Hebrew Palaeography Album

Annotated manuscript in HebrewPal; original image © Bodleian Libraries, Oxford.

Annotated manuscript in HebrewPal; original image © Bodleian Libraries, Oxford.

The Hebrew Palaeography Album (https://www.hebrewpalaeography.com) is a unique digital tool designed in the last year by Prof. Judith Olszowy-Schlanger, with web development by Michael Allaway. 'HebrewPal' offers a sophisticated interface which guides researchers and students to create detailed palaeographical descriptions of the Hebrew manuscripts they are working on. These can be used as exemplars to help situate undated manuscripts in time and space, and additionally provide data for the nascent field of computational Hebrew palaeography. 

 

The project originally began as a part of the Jewish Book Culture Project, also hosted in the Faculty of AMES. Prof.

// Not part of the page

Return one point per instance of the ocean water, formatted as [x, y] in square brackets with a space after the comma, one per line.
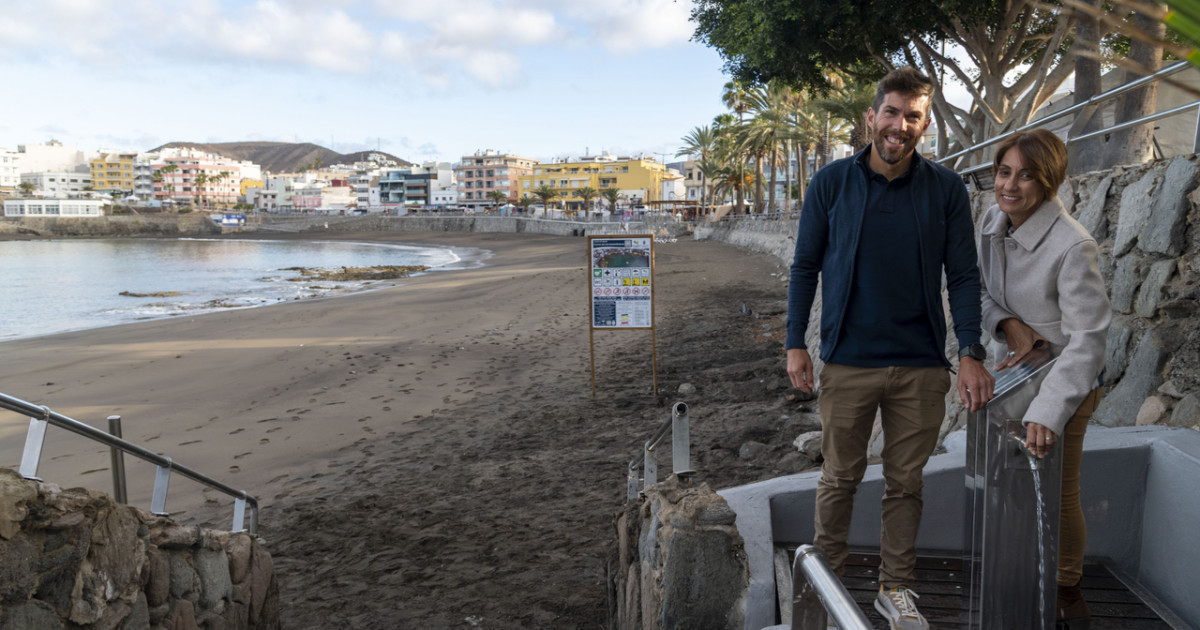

Olszowy-Schlanger has recently been awarded a Research and Development Fellowship from Digital Scholarship in Oxford (DiSc) to expand and implement HebrewPal as a fully fledged digital resource, which will commence in Michaelmas Term 2023. Thanks to this DiSc fellowship, HebrewPal will have an additional researcher in Oxford, Dr Joseph O'Hara, who will be populating the database with Hebrew manuscripts from all regions and time periods held in the Bodleian collections. HebrewPal is also supported by Saprat (Savoirs et Pratiques du Moyen Âge à l'époque contemporaine, EPHE, PSL Paris).

 

HebrewPal represents the state of the art in Hebrew digital palaeography. The platform will be used as a learning tool in the upcoming Bodleian summer workshop for Hebrew manuscript studies, and an international workshop to gather leading experts in the field is being planned as part of the project. We are also collaborating with our colleagues from Oxford's Khalili Research Centre to begin developing a version of HebrewPal for Arabic script.